To answer this question, we have to assume that the given buffer solution is an ideal solution of which the total volume of it always equals to the summed volumes of sodium ethanoate ($\ce{NaOAc}$) and $\ce{HCl}$ solutions when they are added together.

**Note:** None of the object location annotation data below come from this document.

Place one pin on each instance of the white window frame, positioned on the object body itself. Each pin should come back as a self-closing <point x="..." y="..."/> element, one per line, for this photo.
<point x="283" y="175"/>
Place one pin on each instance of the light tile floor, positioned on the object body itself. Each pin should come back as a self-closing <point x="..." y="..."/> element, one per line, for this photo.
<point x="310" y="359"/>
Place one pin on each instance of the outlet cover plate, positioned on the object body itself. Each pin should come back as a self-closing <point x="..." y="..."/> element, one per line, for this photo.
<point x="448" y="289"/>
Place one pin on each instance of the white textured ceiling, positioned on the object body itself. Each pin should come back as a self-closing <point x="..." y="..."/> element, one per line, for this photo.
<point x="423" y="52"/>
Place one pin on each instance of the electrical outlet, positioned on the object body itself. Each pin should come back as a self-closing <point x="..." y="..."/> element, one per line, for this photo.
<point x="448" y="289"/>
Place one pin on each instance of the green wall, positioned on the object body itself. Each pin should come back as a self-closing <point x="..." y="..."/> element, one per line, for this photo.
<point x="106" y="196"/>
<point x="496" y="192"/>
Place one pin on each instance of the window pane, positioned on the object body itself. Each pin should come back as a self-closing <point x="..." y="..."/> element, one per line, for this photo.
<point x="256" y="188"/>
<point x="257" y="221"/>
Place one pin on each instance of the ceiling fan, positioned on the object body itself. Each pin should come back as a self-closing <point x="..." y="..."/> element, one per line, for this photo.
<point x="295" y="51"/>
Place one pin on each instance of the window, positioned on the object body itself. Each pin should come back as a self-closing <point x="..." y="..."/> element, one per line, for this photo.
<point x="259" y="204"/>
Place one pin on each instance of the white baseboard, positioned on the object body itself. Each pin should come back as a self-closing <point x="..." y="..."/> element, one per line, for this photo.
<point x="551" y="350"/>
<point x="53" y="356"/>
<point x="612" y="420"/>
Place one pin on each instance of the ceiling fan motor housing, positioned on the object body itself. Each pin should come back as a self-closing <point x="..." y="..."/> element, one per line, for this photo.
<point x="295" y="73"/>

It should also be assumed that $\mathrm{p}K_\mathrm{a}$ of ethanoic acid (acetic acid; $\ce{HOAc}$) is given ($\mathrm{p}K_\mathrm{a} = 4.76$).

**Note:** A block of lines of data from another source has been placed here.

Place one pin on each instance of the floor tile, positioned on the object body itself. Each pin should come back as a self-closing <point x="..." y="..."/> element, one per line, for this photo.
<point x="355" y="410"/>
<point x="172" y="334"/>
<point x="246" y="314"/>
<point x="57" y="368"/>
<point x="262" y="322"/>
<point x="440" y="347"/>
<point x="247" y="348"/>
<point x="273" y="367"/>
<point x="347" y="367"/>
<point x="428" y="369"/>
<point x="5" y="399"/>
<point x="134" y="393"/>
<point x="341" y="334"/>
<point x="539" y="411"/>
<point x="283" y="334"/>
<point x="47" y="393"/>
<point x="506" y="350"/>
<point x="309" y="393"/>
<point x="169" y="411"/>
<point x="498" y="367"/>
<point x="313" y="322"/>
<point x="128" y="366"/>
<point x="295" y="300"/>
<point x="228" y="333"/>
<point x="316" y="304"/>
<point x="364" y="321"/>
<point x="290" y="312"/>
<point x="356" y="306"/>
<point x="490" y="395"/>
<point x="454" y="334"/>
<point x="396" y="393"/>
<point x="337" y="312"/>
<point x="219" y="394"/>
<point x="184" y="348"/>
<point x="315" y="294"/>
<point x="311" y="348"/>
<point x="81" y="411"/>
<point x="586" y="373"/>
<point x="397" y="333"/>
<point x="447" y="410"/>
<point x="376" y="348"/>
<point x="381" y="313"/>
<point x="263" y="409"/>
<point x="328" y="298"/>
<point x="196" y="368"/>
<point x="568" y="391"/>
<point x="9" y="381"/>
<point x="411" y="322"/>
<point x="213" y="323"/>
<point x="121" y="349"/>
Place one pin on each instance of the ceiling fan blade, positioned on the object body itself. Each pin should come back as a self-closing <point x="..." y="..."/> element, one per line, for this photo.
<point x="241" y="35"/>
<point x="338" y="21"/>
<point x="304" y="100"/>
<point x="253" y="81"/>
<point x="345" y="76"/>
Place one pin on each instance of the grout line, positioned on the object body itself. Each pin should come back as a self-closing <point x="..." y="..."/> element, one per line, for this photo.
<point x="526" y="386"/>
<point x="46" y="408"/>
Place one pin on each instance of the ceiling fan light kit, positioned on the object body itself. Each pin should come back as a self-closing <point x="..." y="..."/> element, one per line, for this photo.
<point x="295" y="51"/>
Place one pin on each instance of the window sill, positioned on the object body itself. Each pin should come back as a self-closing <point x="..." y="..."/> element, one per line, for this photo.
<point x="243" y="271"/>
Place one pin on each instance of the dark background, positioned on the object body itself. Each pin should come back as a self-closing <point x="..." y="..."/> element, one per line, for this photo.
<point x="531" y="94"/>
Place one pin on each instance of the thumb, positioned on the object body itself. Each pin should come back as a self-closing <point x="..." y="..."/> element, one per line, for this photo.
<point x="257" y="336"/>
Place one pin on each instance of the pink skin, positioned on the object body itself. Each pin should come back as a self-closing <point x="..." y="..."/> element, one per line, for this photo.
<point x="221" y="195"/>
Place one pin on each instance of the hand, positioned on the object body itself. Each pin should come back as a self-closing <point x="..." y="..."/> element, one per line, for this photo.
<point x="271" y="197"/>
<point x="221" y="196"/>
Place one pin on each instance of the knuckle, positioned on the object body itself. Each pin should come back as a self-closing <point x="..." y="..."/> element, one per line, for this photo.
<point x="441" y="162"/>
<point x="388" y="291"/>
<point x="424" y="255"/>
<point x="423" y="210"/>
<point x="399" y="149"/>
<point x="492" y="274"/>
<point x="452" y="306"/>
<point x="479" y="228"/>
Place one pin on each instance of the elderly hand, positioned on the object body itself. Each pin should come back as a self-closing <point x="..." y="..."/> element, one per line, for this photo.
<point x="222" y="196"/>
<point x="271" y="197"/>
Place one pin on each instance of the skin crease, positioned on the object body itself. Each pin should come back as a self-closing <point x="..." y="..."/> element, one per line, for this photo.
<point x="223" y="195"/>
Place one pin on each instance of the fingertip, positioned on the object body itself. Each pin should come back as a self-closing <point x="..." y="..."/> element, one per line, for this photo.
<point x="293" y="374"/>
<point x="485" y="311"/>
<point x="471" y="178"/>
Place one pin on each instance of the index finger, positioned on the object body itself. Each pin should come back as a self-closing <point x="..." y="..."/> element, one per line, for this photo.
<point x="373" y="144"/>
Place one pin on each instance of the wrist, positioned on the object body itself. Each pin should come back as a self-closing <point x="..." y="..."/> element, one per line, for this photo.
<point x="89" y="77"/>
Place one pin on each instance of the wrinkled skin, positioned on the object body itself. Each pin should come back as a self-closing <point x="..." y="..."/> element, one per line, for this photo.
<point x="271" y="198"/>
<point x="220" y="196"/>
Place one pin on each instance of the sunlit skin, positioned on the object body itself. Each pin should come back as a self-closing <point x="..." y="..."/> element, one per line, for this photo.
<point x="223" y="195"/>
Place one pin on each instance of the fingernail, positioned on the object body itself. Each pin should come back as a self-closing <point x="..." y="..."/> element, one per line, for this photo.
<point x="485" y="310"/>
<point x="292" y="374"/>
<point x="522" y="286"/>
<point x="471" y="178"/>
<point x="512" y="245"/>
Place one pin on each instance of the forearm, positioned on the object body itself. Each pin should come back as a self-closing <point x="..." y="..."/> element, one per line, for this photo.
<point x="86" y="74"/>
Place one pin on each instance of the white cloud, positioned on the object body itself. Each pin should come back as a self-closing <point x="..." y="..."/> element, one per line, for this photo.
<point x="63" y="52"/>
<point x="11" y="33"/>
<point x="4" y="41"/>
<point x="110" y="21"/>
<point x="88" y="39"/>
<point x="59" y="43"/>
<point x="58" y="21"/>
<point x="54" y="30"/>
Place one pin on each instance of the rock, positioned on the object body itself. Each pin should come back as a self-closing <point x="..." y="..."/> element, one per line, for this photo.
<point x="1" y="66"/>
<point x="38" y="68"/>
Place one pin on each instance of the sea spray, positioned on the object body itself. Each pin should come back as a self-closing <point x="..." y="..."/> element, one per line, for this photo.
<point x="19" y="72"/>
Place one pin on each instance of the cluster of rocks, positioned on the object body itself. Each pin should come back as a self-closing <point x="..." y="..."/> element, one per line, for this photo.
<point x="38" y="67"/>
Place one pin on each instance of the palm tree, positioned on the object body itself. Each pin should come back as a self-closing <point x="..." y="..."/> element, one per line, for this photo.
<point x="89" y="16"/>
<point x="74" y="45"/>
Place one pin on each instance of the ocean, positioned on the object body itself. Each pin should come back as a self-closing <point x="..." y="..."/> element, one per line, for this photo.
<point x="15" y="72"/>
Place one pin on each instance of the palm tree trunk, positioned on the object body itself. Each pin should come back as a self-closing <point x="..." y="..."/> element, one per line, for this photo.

When added together, $\ce{HCl}$ (a strong acid) and $\ce{NaOAc}$ (weekly basic salt) react completely to give $\ce{HOAc}$ and $\ce{NaCl}$, according to the following equation:
$$\ce{NaOAc + HCl -> HOAc + NaCl} \tag{1}$$
Suppose you added $x$ volume of $\ce{NaOAc}$ and $y$ volume of $\ce{HCl}$ to make the $\pu{1.0L}$ of buffer ($\mathrm{pH} = 4.43$). Thus if units of $x$ and $y$ are $\pu{L}$, then:
$$x + y = 1 \tag {2}$$
And, after acid-base reaction, according to the chemical equation given above and equation $(2)$, remaining amounts of $\ce{NaOAc}$ in $\pu{mol}$ is $(0.3x-0.2y)=\left(0.3x-0.2(1-x)\right)= (0.5x-0.2)$ and amounts of $\ce{HOAc}$ formed in $\pu{mol}$ is $0.2y= 0.2(1-x)=(0.2-0.2x)$. Thus, since total volume of buffer is $\pu{1.0 L}$, respective concentrations of $\ce{NaOAc}$ and $\ce{HOAc}$ in the solution are as follows:
$$\ce{[NaOAc]} = (0.5x-0.2)/1.0=(0.5x-0.2) \text{ and } \ce{[HOAc]} = (0.2-0.2x)/1.0 = 0.2-0.2x$$
Now you can substitute these values to Henderson-Hasselbalch equation:
$$\mathrm{pH} = \mathrm{p}K_\mathrm{a} + \log \frac{\ce{[NaOAc]}}{\ce{[HOAc]}}$$
$$4.43 = 4.76 + \log \frac{(0.5x-0.2)}{(0.2-0.2x)}$$
Thus,
$$ \log \frac{(0.5x-0.2)}{(0.2-0.2x)}= 4.43 - 4.76= -0.33$$
$$ \frac{(0.5x-0.2)}{(0.2-0.2x)}= 10^{-0.33} = 0.468$$
Once you solved for $x$, you would get, $x=0.495$ and $y=1.0-0.495=0.505$ in $\pu{L}$, respectively (or $495$ and $\pu{505 mL}$). Thus, I'd say the given answers for your question is incorrect.